An AQL query is sumbitted as plain text that contains keywords, database indentifiers (e.g. names of tags and classes) and language specific tokens (e.g. ->, ::, []) which are translated into an internal representation of the query for further processing.
The lex/yacc system
is used to generate program fragments that build the AQL parser.
This strategy allowed us to build a comprehensive parser in a well
structured and almost self-documenting manner, as the source-files
for lex/yacc closely relate the documentation of the
AQL syntax).
The drawback is the inablity of a lex/yacc generated parser to
present meaningful error-messages to the user in the event of
a syntax error. However, errors messages reported during the
preprocessing stage are much more
explanatory.
The source file for lex is aqlparse.l. It defines all language keywords, operators and lexical rules for identifiers, numeral constants and date values.
The interface to the lex/yacc system isn't threadsafe and the C-module which is comprised of lex and yacc-generated code has a global static variable aql_L which holds all global status of the query that the various code-snippets access.
The API to lex/yacc is quite restrictive and its POSIX standard requires that the input has to be a FILE* pointer. Various loopholes in the API allowed us to read the lex input directly from a text-buffer containing the query-string. Note that those loopholes are different in AT∓T based lex implemetations and the GNU lex-clone flex. See the comments at the top of aqlparse.l for details.
Furthermore, the limited API only allows the programmer to keep track of the line-number of each token. This is very restrictive for AQL queries which in most cases constist only of one line of text. For better error-reporting the array tokPos[] is used to keep track of the position of a token in the query-string. Errors reported in the preprocessing stage can therefore point to the specific word in the querystring that was responsible for the error. (see aqlerror.c:aqlError())
The source file for yacc is aqlparse.y. It defines the language syntax in BNF grammar and contains the code sippets that build the parse-tree.
The parse-tree is made up from nodes of various types wich are enumerated by the enum-type AqlNodeType in in the header-file aql_.h. The is no direct relationship between the enum-identifiers used in aqlparse.l and the node-types.
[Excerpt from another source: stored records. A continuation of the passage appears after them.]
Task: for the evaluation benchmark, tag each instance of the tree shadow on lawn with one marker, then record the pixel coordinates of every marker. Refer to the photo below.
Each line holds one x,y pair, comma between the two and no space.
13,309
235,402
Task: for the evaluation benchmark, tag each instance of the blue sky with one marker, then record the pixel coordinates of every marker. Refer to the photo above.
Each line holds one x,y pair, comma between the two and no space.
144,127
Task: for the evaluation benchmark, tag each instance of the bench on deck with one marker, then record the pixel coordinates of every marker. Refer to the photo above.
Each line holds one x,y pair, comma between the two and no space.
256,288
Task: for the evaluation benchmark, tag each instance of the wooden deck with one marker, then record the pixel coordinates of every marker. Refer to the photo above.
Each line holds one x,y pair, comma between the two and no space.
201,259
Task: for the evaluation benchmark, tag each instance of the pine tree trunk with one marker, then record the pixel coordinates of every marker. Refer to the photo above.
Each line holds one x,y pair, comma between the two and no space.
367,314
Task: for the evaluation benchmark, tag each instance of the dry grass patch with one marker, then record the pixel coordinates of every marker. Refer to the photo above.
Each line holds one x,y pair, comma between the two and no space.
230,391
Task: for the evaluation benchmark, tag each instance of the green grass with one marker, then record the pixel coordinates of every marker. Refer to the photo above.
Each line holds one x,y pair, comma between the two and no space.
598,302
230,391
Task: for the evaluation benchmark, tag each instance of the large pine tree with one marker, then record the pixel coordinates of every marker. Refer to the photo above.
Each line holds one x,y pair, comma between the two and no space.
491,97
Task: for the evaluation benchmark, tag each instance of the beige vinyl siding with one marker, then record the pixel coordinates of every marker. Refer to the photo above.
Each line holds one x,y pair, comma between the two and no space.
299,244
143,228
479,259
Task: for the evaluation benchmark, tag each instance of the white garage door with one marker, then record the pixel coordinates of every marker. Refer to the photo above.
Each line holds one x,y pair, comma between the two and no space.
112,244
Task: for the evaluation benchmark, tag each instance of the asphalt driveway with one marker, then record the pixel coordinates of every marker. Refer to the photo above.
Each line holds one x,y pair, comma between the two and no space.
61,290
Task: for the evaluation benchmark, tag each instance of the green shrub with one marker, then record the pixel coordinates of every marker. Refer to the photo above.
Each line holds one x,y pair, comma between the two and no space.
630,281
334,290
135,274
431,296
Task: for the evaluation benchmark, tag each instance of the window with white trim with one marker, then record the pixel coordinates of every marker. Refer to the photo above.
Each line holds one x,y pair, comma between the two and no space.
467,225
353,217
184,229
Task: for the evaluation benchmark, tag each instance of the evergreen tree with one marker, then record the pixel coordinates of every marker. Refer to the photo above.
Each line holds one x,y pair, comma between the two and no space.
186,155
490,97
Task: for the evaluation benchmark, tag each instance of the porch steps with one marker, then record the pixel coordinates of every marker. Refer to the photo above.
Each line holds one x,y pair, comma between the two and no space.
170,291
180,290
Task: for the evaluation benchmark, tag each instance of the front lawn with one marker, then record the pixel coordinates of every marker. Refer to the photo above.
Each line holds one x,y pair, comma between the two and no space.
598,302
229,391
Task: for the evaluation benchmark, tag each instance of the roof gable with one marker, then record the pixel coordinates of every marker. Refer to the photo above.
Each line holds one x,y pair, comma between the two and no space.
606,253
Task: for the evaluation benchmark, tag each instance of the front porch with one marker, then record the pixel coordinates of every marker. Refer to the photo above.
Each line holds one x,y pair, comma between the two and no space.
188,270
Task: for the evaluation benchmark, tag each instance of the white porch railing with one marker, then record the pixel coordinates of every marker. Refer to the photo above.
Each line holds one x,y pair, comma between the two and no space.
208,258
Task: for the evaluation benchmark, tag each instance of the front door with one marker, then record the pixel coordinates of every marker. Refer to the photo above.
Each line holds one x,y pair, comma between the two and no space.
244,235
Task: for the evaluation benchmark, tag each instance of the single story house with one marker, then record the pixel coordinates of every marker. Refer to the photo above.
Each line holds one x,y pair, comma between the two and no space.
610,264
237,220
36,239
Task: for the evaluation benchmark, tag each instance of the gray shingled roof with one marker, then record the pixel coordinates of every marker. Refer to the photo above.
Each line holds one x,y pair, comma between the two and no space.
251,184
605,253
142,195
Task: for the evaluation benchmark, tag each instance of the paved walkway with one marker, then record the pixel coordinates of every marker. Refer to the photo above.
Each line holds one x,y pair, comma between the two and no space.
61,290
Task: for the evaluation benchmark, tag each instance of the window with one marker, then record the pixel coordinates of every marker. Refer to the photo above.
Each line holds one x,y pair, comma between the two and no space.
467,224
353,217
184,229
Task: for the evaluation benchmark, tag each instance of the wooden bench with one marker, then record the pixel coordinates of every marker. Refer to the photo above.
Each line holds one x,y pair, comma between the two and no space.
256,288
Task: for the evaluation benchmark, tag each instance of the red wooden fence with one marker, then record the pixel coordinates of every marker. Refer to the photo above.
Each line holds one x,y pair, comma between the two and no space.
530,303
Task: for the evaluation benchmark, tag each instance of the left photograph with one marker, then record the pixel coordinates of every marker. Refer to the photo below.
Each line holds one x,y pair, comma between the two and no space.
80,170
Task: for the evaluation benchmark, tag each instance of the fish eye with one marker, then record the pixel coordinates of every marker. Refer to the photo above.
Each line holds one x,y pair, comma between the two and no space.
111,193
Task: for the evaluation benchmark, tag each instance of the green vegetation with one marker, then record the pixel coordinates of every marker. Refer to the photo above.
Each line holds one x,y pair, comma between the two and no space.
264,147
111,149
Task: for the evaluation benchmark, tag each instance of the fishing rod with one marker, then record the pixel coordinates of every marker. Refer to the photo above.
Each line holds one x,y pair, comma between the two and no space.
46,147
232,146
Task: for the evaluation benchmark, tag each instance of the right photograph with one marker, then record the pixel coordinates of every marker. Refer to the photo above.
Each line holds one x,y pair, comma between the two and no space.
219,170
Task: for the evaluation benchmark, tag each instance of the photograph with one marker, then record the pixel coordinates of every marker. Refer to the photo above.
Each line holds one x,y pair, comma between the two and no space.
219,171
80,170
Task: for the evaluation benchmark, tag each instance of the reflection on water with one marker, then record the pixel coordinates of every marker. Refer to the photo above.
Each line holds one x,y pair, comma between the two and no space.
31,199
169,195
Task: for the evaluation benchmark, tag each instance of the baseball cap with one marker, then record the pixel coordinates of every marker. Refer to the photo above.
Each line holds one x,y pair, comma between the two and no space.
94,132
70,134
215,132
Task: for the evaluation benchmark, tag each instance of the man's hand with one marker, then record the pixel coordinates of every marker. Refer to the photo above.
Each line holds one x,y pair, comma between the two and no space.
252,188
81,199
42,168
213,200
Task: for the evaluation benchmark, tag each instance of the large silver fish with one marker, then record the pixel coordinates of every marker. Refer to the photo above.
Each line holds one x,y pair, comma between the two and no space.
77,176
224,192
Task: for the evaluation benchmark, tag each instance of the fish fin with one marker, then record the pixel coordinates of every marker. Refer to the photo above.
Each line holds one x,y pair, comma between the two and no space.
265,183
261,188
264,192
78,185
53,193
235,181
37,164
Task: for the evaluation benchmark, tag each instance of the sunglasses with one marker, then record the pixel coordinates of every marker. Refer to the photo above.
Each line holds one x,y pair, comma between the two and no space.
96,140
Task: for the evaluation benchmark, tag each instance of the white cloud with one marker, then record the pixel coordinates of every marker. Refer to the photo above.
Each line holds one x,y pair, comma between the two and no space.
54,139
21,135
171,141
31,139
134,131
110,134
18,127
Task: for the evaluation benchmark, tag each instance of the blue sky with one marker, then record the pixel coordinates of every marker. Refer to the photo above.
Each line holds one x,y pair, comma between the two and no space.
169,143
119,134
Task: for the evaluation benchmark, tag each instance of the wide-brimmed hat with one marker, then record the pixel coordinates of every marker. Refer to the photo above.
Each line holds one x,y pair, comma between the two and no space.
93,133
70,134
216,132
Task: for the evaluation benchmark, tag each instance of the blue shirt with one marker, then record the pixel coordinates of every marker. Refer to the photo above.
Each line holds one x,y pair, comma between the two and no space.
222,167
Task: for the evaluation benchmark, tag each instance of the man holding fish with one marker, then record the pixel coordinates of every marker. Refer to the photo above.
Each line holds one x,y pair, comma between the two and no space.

The token-identifiers used by the lexer generally correspond directly to the keyword that they represent, whereas the identifiers of the node-types decribe the language construct.
The utility taql is a test-bed for aql queries and provides a few hooks into the AQL internals than tace which allows nothing but the input of a query-text. The most useful function is the ability to turn on the debugging flags in the AQL kernel.
% taql -d 2 $ACEDB
The debug level 2 will output a textual parse-tree, which is useful to study how the query is processed at each stage. Let's study an example of a parse-tree at the parsing stage, i.e. the tree directly constructed by aqlparse.y
This example query will be converted into the following parse-tree :
select a, a->paper from a in class author where a.name like "m*"
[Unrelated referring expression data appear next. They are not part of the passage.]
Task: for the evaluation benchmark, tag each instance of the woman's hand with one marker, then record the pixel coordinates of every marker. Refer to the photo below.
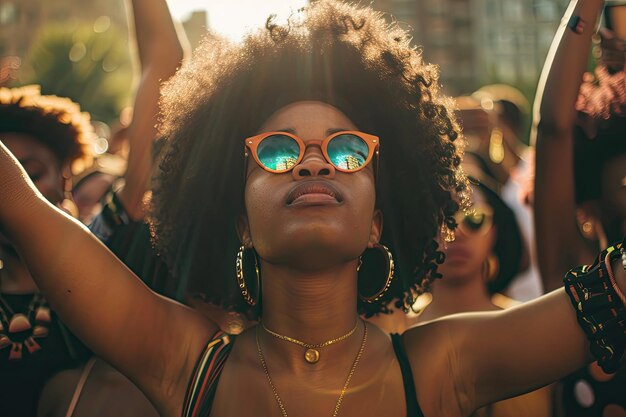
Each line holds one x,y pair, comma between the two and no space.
152,340
613,50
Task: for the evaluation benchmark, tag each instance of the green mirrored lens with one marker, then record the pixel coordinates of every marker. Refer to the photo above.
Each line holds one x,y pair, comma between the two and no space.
278,152
347,151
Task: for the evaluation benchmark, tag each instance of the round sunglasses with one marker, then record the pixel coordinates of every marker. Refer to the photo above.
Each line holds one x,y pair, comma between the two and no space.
476,221
279,152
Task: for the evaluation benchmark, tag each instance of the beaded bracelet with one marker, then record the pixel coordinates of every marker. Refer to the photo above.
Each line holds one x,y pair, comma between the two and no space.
600,307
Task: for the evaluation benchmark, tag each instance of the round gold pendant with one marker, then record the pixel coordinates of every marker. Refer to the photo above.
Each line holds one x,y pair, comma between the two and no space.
311,356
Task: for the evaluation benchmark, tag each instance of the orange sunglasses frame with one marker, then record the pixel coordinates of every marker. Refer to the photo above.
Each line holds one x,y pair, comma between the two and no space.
373,144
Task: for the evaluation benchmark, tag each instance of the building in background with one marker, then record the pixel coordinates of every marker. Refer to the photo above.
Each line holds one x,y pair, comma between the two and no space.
476,42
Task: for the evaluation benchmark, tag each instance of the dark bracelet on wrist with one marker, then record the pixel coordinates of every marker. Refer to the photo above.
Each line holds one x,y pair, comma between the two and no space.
576,24
600,308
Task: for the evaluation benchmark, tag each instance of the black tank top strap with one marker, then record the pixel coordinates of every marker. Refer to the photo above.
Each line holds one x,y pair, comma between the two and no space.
412,406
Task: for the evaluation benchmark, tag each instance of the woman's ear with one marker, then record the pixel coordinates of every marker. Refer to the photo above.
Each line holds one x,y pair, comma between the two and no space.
376,230
243,231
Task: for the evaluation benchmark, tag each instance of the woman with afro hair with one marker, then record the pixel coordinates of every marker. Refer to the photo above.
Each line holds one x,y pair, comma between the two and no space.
283,156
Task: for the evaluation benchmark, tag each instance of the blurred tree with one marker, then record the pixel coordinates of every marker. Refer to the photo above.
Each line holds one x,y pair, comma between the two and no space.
89,63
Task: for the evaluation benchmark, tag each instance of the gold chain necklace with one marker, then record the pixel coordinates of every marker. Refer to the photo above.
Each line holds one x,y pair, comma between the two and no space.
312,354
343,390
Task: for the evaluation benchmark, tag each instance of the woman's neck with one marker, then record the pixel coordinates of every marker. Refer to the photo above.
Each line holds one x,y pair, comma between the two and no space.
448,298
312,307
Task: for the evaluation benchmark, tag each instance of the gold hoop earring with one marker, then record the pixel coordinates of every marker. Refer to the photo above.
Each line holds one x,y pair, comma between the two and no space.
491,267
241,280
68,204
389,271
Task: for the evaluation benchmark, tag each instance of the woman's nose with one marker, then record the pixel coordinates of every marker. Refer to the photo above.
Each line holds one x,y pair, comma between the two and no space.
313,165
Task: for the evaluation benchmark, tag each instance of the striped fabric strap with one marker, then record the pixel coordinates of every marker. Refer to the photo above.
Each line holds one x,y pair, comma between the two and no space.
203,383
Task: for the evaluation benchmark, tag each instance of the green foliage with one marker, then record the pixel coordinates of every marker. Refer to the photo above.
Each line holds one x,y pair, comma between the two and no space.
89,63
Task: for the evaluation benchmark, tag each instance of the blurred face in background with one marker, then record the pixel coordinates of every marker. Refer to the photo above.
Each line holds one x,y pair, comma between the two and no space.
475,238
613,200
40,163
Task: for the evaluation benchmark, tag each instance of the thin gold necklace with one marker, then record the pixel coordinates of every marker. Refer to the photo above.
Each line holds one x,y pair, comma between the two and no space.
312,354
343,390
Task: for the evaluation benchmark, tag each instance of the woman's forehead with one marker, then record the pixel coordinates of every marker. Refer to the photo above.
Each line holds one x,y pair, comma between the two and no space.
308,117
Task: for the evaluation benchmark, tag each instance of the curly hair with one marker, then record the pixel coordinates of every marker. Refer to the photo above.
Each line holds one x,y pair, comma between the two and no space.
56,122
344,55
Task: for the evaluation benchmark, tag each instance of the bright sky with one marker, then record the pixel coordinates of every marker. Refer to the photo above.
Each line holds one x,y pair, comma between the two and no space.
233,18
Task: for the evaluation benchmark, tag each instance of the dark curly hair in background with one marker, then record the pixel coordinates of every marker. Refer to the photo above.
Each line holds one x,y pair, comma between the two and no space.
56,122
341,54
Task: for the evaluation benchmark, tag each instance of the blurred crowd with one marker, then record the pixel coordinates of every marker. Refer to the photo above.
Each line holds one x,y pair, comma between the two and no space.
547,193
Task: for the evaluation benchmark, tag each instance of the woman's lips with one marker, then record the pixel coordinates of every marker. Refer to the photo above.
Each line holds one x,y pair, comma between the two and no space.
457,253
314,193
TABLE_SFW 1405c0460 left FROM_LOC name "a" 1404da3a0 left CLASS name "author" 1404da440 right BOOL_COMPARISON op like 1405c03c0 left LOC_VAR name "a" 1404da4e0 next LOC_METHOD name "name" 1404da580 right TEXT m* 1405c0320 right SELECT_FIELD 1404da120 left LOC_VAR name "a" 1404c7380 next SELECT_FIELD 1404da300 left LOC_VAR name "a" 1404da1c0 next LOC_FOLLOW_TAG_NAME name "paper" 1404da260
The nodes in the tree are linked by pointers left, right and next and the tree is traversed recursivly in that order. The memory addresses in italics may be ignored for now, they can be used when nodes-structures are inspected in the debugger. The words in bold are the names of each node as declared by the AqlNodeType enumerator in aql_.h
The graphical representation of the debug-output would look like this :
The graphical tree has 4 levels, that correspond to the 4 indentation levels
of the debug output. The types of nodes that are allowed for the
left, right and next pointers varies for each type
and implies a different meaning depending on each type of node.
At this stage the parse tree is still very unorganised and needs to be pre-processed before it can be executed to produce the query-results. Part 2 : PreprocessingThe parse-tree is quite dramatically altered at this stage. The goal is to turn the parsetree into a canonical form which can be executed and is guaranteed to be syntactically and semantically correct. The pre-processing is divided into 2 main parts, which are performed by the functions aqlcheck.c:aqlCheck1() and aqlrun.c:aqlCheck2(). During check1 the parse-tree is converted into a canonical form ready for query execution and check2 accesses the database to verify the validity of identifiers such as class-names and tag-names. An important concept to the internals of the AQL engine is the locator.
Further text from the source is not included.